Barack Obama:?bring jobs home

There is one important way in which Barack Obama is not the second coming of JFK: Ireland is not even on his list of symbolic (let alone political) concerns. This may be a bitter pill to swallow for the good people of Moneygall, Co Offaly, the president-elect's "ancestral" home, whence his shoemaking great-great-great grandfather lit out for the gold-paved streets of New York in 1850, but it's true.


Even after he ends all the wars in the Middle East, solves the economic crisis and reverses global warming, Obama's not going to care about us, despite Ireland coming right between Iraq and Israel in an alphabetical list of sovereign states.


Considering the state of both those countries, you might think American indifference is just what we need. But reflect on this: Obama's an economic protectionist. Remember all those US multinationals – Dell, Microsoft, Intel – we've come to depend on for export income and tax revenue? Well, he wants to bring their jobs and profits home – his home, not yours.


In other words, all the Irish people deliriously celebrating Obama's victory last week are turkeys voting for Christmas, a fact hiding in plain sight for months, but dawning on commentators only last week.

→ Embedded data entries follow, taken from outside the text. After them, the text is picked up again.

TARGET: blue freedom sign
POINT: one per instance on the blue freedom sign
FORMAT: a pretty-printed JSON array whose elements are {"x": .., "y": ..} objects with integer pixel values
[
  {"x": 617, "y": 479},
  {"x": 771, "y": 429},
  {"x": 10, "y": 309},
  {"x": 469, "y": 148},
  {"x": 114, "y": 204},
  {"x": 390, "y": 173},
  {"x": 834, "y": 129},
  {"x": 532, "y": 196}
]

Give the government credit for recognising this threat early, though: it got tánaiste Mary Coughlan on a flight Stateside the day before the US election to do a lobbying tour of five major cities. The idea is to drum up interest in more US foreign direct investment in Ireland to add to the 480 companies and 95,000 jobs already provided here by our American friends. No doubt she'll be reminding her hosts that Irish firms provide 80,000 jobs on the other side of the pond, too.


Whether Obama enacts legislation to repatriate foreign income from US multinationals remains to be seen. But such a move will play especially well among the blue-collar white voters whose endorsement he didn't win last Tuesday, so it can't be ruled out as part of the Democrats' strategy for the elections in 2010 and 2012.


Enjoy the election hangover while it lasts. We'll sober up soon enough.